Salgın tehdidine karşı talepleriniz neler?

Posta İşçileri: Hasta olan kişi 14 günlük kuluçka süresini geçirmiş demektir. Bu 14 günde de hastalığı zaten herkese yaymış oluyor. Kısa süreliğine de olsa bu 14 günlük vakit geçene kadar herkese ücretli izin verilmesi gerekiyor. Özellikle kritik bölgelerde, yoğun ve kalabalık çalışılan yerlerde. Başka şekilde önüne geçilmesi mümkün değil. Hastalandıktan sonra pek bir anlamı da kalmıyor ki. İstanbul’da metrobüs duraklarına dahi koydular antibakteriyel sıvılardan. Bizim çalıştığımız yerlere kesin koymaları gerekiyor. Çalışanlar günde 3 4 kez belki kullanmalılar bu sıvıları. Maske takılması zaten şart. Uçaktan inen gönderi direkt olarak buraya geliyor. Sürekli temas halinde çalışanlar bu paketlerle.

Önünü alamayacaklarını bildikleri için okulları tatil ettiler. Bu da yeterli değil ki. Benim çocuklarım okula gitmiyor ama ben sürekli risk altında olduğum için ben virüsü kaptığımda olduğu gibi eve götüreceğim. Bende virüs varsa ben belki ayakta atlatıyorum ama anneme babama gitmeye çekiniyorum onlara bulaştırırsam diye.

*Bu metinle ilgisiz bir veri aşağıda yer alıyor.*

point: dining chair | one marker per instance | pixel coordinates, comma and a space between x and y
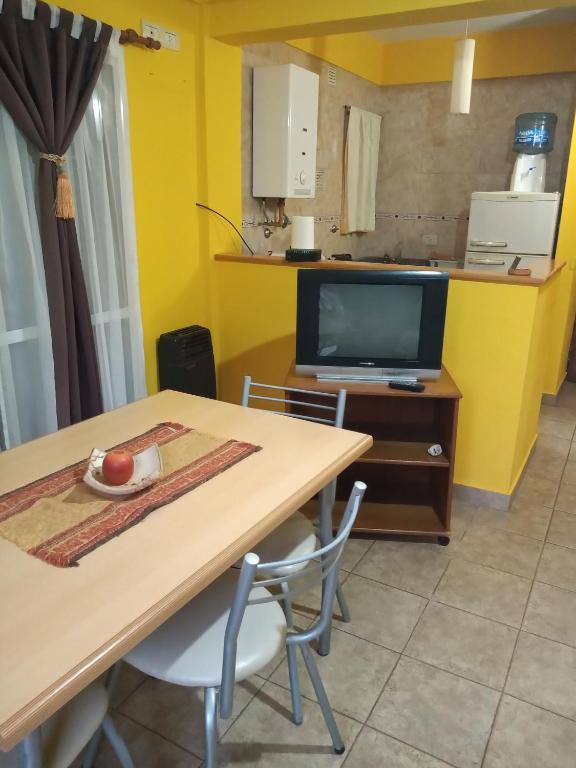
236, 626
59, 741
297, 535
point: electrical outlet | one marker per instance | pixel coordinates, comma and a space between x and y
171, 40
165, 37
153, 31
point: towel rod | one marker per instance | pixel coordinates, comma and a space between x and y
347, 107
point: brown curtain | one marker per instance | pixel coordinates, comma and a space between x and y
46, 80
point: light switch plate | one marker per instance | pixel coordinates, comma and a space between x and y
165, 37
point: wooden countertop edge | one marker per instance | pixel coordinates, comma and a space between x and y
38, 711
455, 274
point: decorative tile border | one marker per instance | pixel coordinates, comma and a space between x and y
380, 215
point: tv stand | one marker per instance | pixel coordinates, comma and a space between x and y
351, 377
409, 491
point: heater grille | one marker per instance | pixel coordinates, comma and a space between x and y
186, 361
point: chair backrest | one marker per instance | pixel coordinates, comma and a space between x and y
323, 407
322, 564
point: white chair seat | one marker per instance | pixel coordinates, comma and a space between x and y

Bağımsız Maden-İş Sendikası: Bizim madenlerdeki temel talebimiz zorunlu çalışmak durumunda olan arkadaşlarımızın güvenlik önlemlerinin alınması, hava sirkülasyonlarının daha sık gündeme getirilmesi, tozlu ortamlardan en azından bir dönem uzak kalınması ve onun dışında da madenlerin en az 10 15 gün kapatılması.

Madenlerde her koşulda çalışmak durumunda kalacak olan işçiler var. İş sağlığı ve güvenliği yönetmeliklerine göre çalışmak zorunda olan bu arkadaşlarımız -bunlar pompacılar, tahliyelerde çalışanlar, elektrikçiler- dışında kalanlara ücretli izin verilmesi ve bunların da senelik izinden kesilmemesi şeklinde taleplerimiz var.

DGD-SEN: Temel talebimiz olabildiğince fazla kişiye ücretli izin verilmesi. Siparişler depodan mağazaya gidiyor. En azından, mağazalara siparişler getirilirken güvenliği alınan birkaç kişinin depoyla mağaza arasında gelip gitmesi. Gıda depolarına bakılınca durum bizde tam tersi, işler düştü. Dış hatlardaki yolcu sayısı azaldığı için bizdeki iş yükü de düştü. En azından ücretli izin verilene kadar da daha kısa çalışma saatleri istiyoruz.